2005 film by Michael Traeger

The Amateurs, originally called The Moguls, is a 2005 comedy film written and directed by Michael Traeger and starring Jeff Bridges. The story revolves around six friends in a small town in the United States who decide to make a full-length amateur adult film.

==Plot==
Six friends come together to try to gain fame by making the world's most "innocent" adult movie ever made.

After the clueless crew finally completes the film, they screen it for the first time at the local bar.
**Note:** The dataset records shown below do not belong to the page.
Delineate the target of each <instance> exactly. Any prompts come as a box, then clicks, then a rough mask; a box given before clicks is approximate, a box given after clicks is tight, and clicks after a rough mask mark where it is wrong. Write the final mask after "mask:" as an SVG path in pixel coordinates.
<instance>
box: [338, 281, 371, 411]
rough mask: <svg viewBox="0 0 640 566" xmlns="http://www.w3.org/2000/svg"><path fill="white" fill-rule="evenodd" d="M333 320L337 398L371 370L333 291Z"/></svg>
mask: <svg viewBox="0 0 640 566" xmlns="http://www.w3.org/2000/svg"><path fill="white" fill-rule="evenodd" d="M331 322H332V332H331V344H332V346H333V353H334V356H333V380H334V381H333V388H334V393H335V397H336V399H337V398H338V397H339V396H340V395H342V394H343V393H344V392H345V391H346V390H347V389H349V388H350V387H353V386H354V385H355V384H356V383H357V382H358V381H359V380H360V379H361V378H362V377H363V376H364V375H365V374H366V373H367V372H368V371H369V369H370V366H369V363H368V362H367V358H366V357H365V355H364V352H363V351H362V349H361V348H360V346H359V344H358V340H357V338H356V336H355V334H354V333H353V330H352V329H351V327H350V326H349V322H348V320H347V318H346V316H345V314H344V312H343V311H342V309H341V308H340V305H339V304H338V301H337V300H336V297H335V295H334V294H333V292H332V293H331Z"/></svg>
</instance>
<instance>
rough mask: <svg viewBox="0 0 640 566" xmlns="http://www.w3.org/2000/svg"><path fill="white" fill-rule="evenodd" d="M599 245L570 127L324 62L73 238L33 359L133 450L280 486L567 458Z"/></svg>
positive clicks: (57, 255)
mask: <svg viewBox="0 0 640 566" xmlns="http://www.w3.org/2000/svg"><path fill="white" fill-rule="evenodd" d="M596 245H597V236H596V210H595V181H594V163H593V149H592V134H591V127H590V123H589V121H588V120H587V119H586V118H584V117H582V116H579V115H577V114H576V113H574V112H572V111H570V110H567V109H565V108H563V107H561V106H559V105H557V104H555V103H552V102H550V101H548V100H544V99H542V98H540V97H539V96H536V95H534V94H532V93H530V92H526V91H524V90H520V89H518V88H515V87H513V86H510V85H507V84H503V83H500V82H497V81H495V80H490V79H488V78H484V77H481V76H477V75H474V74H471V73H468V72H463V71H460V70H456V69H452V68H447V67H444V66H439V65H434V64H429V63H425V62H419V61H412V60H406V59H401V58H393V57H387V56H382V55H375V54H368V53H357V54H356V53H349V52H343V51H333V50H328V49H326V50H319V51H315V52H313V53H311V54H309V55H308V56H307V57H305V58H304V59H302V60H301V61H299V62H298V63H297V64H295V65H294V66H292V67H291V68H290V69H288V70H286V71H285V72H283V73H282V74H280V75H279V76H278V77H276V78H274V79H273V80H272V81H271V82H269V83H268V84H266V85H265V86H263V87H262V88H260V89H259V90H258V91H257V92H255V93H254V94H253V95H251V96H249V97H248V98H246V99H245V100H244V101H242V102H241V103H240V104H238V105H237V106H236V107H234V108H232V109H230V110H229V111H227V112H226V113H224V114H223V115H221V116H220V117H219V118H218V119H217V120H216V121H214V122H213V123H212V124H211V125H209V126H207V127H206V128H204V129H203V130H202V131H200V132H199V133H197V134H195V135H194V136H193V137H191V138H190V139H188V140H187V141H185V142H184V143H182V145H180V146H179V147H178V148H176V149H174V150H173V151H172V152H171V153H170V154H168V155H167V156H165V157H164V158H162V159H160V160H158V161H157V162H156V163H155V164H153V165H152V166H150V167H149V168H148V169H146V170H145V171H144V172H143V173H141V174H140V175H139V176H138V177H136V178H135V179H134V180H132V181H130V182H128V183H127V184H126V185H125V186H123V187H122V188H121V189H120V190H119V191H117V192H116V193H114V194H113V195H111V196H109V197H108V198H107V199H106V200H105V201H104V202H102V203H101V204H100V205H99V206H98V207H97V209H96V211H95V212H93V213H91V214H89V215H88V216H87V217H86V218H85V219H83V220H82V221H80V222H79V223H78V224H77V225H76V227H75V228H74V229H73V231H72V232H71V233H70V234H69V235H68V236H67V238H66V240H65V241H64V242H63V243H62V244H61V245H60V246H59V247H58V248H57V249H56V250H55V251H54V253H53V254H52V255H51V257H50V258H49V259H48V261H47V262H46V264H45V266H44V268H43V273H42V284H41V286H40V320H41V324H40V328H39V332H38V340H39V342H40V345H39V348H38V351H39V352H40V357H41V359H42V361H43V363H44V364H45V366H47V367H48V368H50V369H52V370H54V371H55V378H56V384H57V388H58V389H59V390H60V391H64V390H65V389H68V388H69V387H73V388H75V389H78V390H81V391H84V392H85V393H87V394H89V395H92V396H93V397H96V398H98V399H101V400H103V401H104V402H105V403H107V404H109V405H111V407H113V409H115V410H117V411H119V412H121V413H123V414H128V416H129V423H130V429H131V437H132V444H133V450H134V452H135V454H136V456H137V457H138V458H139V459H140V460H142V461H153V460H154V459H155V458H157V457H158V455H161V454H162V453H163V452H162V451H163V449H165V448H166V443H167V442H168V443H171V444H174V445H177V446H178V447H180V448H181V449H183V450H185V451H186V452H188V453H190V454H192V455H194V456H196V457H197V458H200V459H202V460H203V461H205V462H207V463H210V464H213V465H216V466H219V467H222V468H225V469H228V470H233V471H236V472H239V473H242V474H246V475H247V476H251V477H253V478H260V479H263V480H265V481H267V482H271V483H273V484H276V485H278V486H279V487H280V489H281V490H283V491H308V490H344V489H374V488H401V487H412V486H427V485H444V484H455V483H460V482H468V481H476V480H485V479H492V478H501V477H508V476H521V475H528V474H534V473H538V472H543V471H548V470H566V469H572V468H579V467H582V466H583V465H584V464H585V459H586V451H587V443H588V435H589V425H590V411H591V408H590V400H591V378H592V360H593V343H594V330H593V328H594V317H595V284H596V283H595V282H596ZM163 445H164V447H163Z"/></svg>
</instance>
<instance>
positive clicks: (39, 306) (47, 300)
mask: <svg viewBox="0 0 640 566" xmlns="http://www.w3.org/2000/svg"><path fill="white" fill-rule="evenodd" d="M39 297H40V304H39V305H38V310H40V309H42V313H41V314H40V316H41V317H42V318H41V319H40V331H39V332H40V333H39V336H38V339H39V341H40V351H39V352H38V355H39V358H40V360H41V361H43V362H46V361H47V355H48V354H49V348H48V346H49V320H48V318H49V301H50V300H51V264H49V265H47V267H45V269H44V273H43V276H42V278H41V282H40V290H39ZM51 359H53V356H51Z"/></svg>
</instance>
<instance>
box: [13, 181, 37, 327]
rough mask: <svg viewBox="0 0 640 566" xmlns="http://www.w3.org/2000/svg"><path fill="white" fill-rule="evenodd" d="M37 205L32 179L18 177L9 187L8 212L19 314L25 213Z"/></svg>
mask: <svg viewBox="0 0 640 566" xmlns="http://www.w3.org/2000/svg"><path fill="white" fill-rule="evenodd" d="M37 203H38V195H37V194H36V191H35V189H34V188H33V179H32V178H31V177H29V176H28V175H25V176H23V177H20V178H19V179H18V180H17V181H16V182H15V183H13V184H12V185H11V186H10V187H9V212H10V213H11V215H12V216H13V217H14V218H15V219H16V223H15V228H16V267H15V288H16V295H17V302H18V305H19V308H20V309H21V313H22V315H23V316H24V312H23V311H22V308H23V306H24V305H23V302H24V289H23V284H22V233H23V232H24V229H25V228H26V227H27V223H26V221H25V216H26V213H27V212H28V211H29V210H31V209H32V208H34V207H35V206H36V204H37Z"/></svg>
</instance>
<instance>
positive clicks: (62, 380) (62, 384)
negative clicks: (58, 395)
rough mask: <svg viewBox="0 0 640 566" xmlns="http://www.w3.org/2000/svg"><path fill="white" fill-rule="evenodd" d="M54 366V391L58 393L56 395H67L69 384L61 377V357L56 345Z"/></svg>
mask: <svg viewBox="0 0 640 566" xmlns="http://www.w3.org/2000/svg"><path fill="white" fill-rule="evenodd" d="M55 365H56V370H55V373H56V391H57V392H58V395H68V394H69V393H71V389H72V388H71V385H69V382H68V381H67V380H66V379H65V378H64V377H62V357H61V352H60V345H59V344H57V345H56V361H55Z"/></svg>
The brother of a girl whose scene ultimately was not used (besides some brief shots of her face) barges in, takes the reel off the projector, covers it in whiskey and sets it aflame.

It is revealed that this was the only print they had and that all their work has been lost. However, the cinematographer had been videotaping the entire production process on mini DV tapes. He then edits these down into a completely innocent documentary, minus the nudity and sex scenes, about the trials and tribulations of making (and then losing) their original film. This new version is released as the titular The Amateurs which becomes a critical and financial success on the independent film circuit.

==Cast==
- Jeff Bridges as Andy Sargentee
- Ted Danson as "Moose"
- William Fichtner as Otis
- Patrick Fugit as Emmett
- Lauren Graham as Peggy
- Glenne Headly as Helen Tatelbaum
- Tim Blake Nelson as Barney Macklehatton
- Joe Pantoliano as Some Idiot
- Valerie Perrine as V
- Jeanne Tripplehorn as Thelma
- Isaiah Washington as Homer
- Eileen Brennan as Mrs. Cherkiss
- John Hawkes as Moe
- Brad Henke as Ron
- Steven Weber as Howard
- Tom Bower as Floyd
- Dawn Didawick as Clara
- Norm O'Neill as Clara's Man
- Alex D. Linz as Billy

==Release==
The film was released under the title The Moguls in the United Kingdom on April 28, 2006. The film was released under the title The Amateurs and opened in limited release in the United States on December 7, 2007.

Jeff Bridges has called it one of his favorite films and claimed the distributor went bankrupt which caused the film to have a small release.

==Reception==
 Metacritic, which uses a weighted average, assigned the film a score of 45 out of 100, based on 6 critics, indicating "mixed or average" reviews.